To use this feature, Aziz continued, the first step is to mount the msharefs filesystem. A process will then create a file on that filesystem and map it as MAP_SHARED. The fact that the file lives in this special filesystem is the indication to the kernel that the creating process wants to share the page tables for that region with others. Those others can open the file, and read this structure from it:

    struct mshare_info {
    	unsigned long start;
	unsigned long size;
    };

The start and size values can then be used by the new process to map the region at the correct location.

The kernel maintains an mm_struct structure for each process, describing its address space. Use of msharefs causes the creation of a separate mm_struct, independent of any process, to describe the shared region. The kernel, running in the context of the creating process, will end up copying the relevant virtual memory areas (VMAs) over to the new mm_struct; its original VMAs will be marked with a special flag pointing to the new mm_struct.

David Hildenbrand asserted that msharefs needed to identify the new VMAs as a sort of special container that would prohibit use with features like userfaultfd(), but others objected to that idea. There is no reason, Wilcox said, that these VMAs cannot be used with userfaultfd(), just like memory shared between threads can be used there.

Michal Hocko asked how the shared memory, which has no owning process, is accounted for in control groups; Aziz admitted that accounting was "a little complication" that has not been fully solidified yet. Hocko said that it was important for the kernel to be able to find all of the processes mapping the region and kill them in out-of-memory situations; msharefs cannot be merged without this ability, he said. He added that basic memory accounting also matters; which process is charged when a new page is allocated in response to a fault? Shakeel Butt said that the kernel has no good solution for the accounting of shared memory in general, currently; memory is simply charged to the process that faults it in first.
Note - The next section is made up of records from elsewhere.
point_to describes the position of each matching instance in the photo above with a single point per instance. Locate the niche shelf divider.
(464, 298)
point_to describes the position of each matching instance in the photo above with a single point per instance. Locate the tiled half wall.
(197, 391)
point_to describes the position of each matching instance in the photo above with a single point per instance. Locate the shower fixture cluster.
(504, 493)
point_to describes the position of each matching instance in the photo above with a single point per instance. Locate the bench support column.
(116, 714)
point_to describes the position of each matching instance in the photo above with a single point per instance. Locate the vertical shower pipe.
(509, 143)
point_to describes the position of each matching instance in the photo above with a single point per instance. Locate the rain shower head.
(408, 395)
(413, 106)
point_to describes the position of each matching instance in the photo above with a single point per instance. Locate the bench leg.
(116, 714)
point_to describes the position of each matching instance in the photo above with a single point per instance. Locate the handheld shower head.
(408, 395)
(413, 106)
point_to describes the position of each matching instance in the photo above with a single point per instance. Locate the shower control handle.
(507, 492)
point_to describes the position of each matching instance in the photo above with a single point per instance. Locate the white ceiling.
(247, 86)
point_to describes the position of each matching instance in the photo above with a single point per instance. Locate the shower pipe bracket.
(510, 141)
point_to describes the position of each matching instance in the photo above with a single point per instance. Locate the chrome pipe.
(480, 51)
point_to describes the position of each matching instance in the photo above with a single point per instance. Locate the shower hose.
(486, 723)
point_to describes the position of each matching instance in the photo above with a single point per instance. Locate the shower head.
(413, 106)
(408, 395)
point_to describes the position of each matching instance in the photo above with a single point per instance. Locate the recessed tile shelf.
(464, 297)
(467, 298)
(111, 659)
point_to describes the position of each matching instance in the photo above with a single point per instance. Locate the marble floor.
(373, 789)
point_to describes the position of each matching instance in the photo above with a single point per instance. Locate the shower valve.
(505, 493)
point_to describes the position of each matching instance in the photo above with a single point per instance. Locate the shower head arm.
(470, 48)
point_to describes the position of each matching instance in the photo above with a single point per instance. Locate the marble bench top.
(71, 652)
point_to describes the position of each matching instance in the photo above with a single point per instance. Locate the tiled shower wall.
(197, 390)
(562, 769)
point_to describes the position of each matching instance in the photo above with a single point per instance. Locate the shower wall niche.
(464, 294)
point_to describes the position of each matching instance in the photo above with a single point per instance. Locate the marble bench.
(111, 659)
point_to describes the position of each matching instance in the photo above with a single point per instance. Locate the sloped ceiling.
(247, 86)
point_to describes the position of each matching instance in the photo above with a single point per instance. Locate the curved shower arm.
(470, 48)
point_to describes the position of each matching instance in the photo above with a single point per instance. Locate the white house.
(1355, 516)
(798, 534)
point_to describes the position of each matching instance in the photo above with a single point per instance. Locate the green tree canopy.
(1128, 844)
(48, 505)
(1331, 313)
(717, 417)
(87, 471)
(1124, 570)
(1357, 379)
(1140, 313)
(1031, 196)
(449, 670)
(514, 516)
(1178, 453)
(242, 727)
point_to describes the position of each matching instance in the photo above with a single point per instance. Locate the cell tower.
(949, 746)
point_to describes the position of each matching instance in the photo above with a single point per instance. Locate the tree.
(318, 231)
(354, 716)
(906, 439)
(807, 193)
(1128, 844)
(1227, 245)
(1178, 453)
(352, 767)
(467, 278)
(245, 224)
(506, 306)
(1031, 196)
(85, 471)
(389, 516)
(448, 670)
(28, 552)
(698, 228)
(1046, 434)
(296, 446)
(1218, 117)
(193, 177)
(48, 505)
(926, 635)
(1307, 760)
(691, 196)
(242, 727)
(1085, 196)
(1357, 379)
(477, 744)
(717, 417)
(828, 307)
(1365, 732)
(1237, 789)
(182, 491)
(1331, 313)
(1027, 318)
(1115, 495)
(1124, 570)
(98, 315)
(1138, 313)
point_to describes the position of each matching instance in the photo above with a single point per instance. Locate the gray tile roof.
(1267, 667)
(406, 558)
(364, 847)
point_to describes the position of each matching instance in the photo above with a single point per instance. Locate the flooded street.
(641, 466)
Another complication, evidently, is that potential users of this feature want the creating process to exit. Hildenbrand, though, said that the page tables should be torn down when the original process goes away. That process should also be the one that is charged for the shared memory solving the control-group problem. Wilcox worried, though, that keeping the original process around would be an easy way to create unkillable processes.

The final topic covered was locking; Jason Gunthorpe was concerned that it would now be necessary to take two independent mmap_lock locks (one in each mm_struct) to make changes to the VMA tree. Wilcox said that there is only a single level of lock nesting, in a well-defined order, so there can be no cycles (and thus no deadlock worries). Hildenbrand said that most page-table walkers should simply refuse to deal with the special mm_struct, but Gunthorpe said that get_user_pages() needs to work, and that opens a whole can of worms. There are other use cases out there as well, he said. As the session ended, Hildenbrand suggested special-casing things as much as possible, and not trying to do complex things around this strange mechanism initially.

Index entries for this article
Kernel	Memory management/Page-table sharing
Kernel	System calls/mshare()
Conference	Storage, Filesystem, Memory-Management and BPF Summit/2024

Those who don't understand UNIX are doomed to reinvent it, poorly.

Posted Jul 15, 2024 23:25 UTC (Mon) by smooth1x (subscriber, #25322) [Link]

"To use this feature, Aziz continued, the first step is to mount the msharefs filesystem."
"A process will then create a file on that filesystem and map it as MAP_SHARED."
"The fact that the file lives in this special filesystem is the indication to the kernel that the creating process wants to share the page tables for that region with others"

Mount a filesystem? Create a file? What?

Solaris solved this decades ago - it is called "Intimate Shared Memory"

shmget - Get shared memory
shmat - Attach shared memory with SHM_SHARE_MMU flag to share page tables.

No need to involve any filesystem code at all or traverse the VFS layer / mount layer of the kernel!

Linux already has shmget and shmat, it would be nice for it to catch up with where Solaris was in the mid 1990's by just adding a flag!